EPRI noted that it is working with utilities to further evaluate mitigation options for the initial pulse, including additional testing to more fully understand performance and reliability. The field assessments also can provide more information on the costs of upgrades and the installation process for installing transmission system mitigation options. EPRI will be expanding the application of its research results to power generation, it said.

“EPRI’s research represents the largest utility collaborative on this issue focused on understanding the technical facts using both laboratory testing and advanced modeling.” said Michael Howard, president and CEO of EPRI.

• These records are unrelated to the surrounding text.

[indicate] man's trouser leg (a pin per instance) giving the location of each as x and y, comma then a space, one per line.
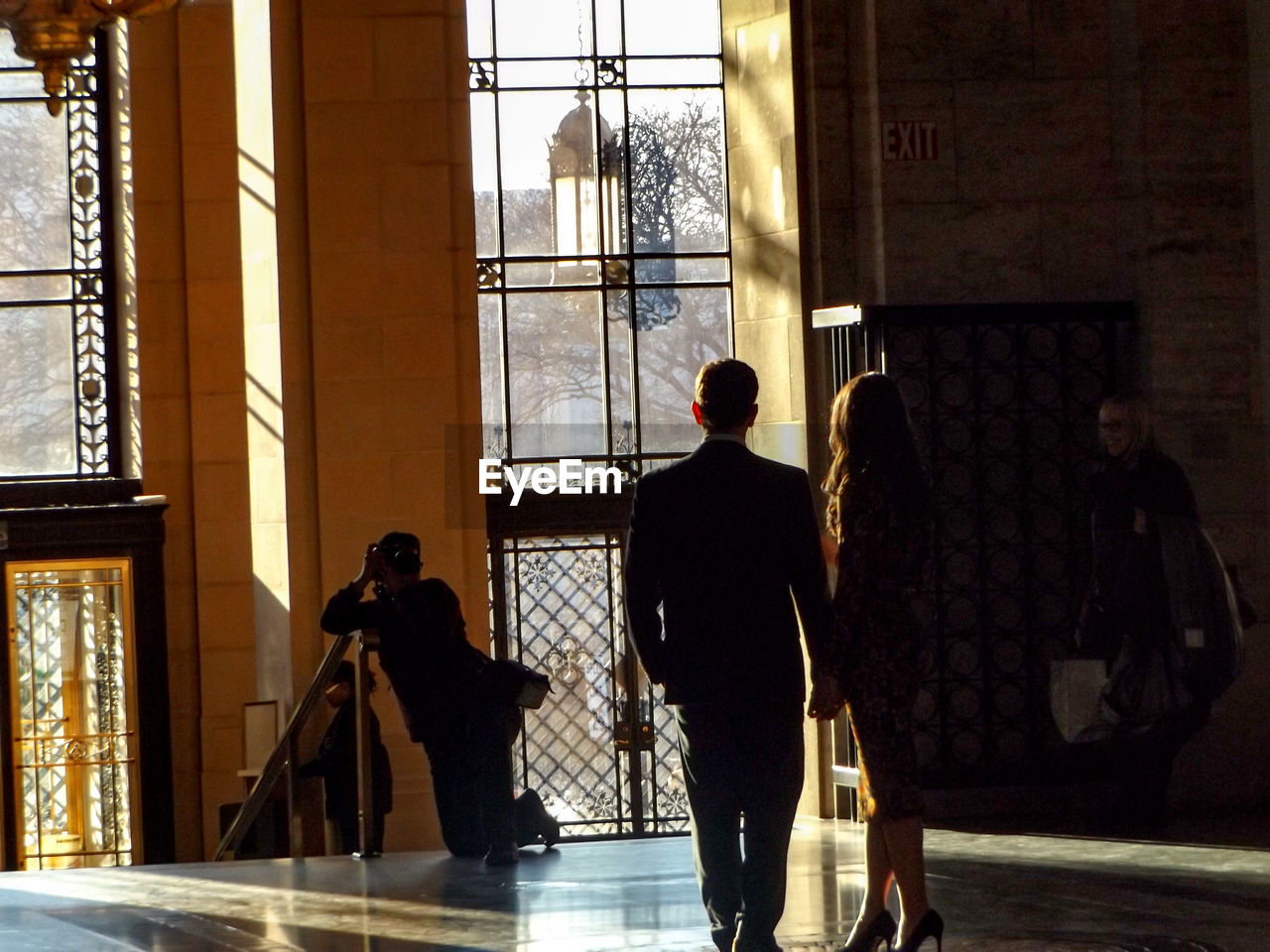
769, 800
707, 752
454, 787
490, 737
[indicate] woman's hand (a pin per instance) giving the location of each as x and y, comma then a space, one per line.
826, 698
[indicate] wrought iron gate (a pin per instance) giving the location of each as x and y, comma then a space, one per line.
602, 751
1003, 400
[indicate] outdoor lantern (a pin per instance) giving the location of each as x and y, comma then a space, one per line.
55, 32
584, 189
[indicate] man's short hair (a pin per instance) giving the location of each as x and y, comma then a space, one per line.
403, 551
726, 390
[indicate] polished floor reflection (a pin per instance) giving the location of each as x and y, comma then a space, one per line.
997, 893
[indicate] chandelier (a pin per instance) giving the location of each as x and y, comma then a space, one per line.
55, 32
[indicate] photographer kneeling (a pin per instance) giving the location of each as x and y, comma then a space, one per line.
435, 673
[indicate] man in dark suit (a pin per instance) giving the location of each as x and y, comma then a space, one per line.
720, 539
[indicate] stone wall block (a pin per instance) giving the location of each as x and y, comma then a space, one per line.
737, 13
942, 253
756, 180
765, 345
762, 70
1187, 35
411, 55
766, 276
350, 135
1084, 250
338, 59
347, 348
414, 208
1071, 37
1198, 252
1033, 140
953, 39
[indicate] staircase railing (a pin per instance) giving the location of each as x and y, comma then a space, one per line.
284, 760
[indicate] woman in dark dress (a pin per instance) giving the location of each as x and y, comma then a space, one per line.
880, 513
335, 763
1127, 616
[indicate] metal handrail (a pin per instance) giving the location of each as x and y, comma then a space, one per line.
284, 757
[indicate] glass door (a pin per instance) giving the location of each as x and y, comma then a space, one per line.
72, 714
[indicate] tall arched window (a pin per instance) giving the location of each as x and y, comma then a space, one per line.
59, 393
603, 284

“The results also provide a cost-effective pathway to enhance the resilience of the grid and accelerate recovery,” Howard said. “EPRI’s research continues to support the very high priority that the electric utility industry places on providing reliable electricity for all customers.”

“EPRI’s EMP research project is very significant to everyone responsible for critical infrastructure because of the scope of the evaluation and results, the broad collaboration of support from the electric utility industry and our government partners, and the next phase to deploy pilot mitigation in the field to determine actual costs and challenges of implementation,” said Kevin Wailes, CEO of the Lincoln Electric System in Nebraska and co-chair of the ESCC.

“This information will provide the basis for ongoing development of cost effective mitigation solutions and expanding the application to other critical facilities, such as power generation,” Wailes said.

Wailes discussed possible EMP attack at Senate hearing

The U.S. electric utility industry "takes very seriously" the threat posed by the possibility of an attack using high-altitude EMP, Wailes told a Senate hearing in 2017. Wailes said at the hearing that a risk management approach is needed to counter this threat because "We cannot protect all assets from all threats."